I have no pictures from any of these ceremonies, but I imagine they’re not needed. You’ve been to graduations. You’ve perhaps had your own. If you are like me, perhaps you look back and remember the heat of an unairconditioned gym on a sticky May day; the nerves of delivering a graduation speech on a different May evening years earlier; the camaraderie found among a small group on yet a different May afternoon years later. Or perhaps you remember something else, colored by relief, regret, reflection.

Whatever it is that you think of, I hope you too can rest in the understanding that life continues to offer chances, every day, to grow, change, and discover. A graduation is certainly a milestone; so is a 20th-year reunion. But perhaps the rites of passage that mean the most are not as public, and are not the same for everyone. Perhaps, instead, they are the moments unfolding quietly, surrounding us all the time, giving us the opportunity to look around and embrace the world, sometimes in ways we never expected.

As one teenager said to me earlier this year, “You know what I realized the other day? Life: it has everything in it.”

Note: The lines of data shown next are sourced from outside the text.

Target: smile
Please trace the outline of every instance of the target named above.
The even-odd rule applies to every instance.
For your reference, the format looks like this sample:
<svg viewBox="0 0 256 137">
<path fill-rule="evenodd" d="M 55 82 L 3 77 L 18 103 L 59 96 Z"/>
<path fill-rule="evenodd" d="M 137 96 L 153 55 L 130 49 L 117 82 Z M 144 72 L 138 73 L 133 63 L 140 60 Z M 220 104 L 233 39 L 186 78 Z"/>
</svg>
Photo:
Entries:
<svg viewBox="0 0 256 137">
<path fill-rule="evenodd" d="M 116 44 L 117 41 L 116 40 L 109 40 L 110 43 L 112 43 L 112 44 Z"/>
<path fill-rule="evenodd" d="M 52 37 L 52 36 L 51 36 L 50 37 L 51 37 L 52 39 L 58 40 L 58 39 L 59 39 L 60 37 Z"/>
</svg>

Indeed, it does. More than we can each imagine, at just about any point along the way. I know I would do well to remember that the days that mean the most to me in my life are not necessarily the ones that I was told would be most important, just as the accomplishments of which I am most proud are not the ones I was told to expect. And so perhaps the congratulations come in equal measure to the 2015 graduates, and to my fellow 1995 graduates, for – simply – living, the best that we know how, and embracing life as fully as we can at any given moment.

Some days, after all, it seems like just getting up in the morning should earn us a mortarboard, an award and a souvenir all in one, to toss high with celebration. Let it fall where it may, and let us continue bravely on.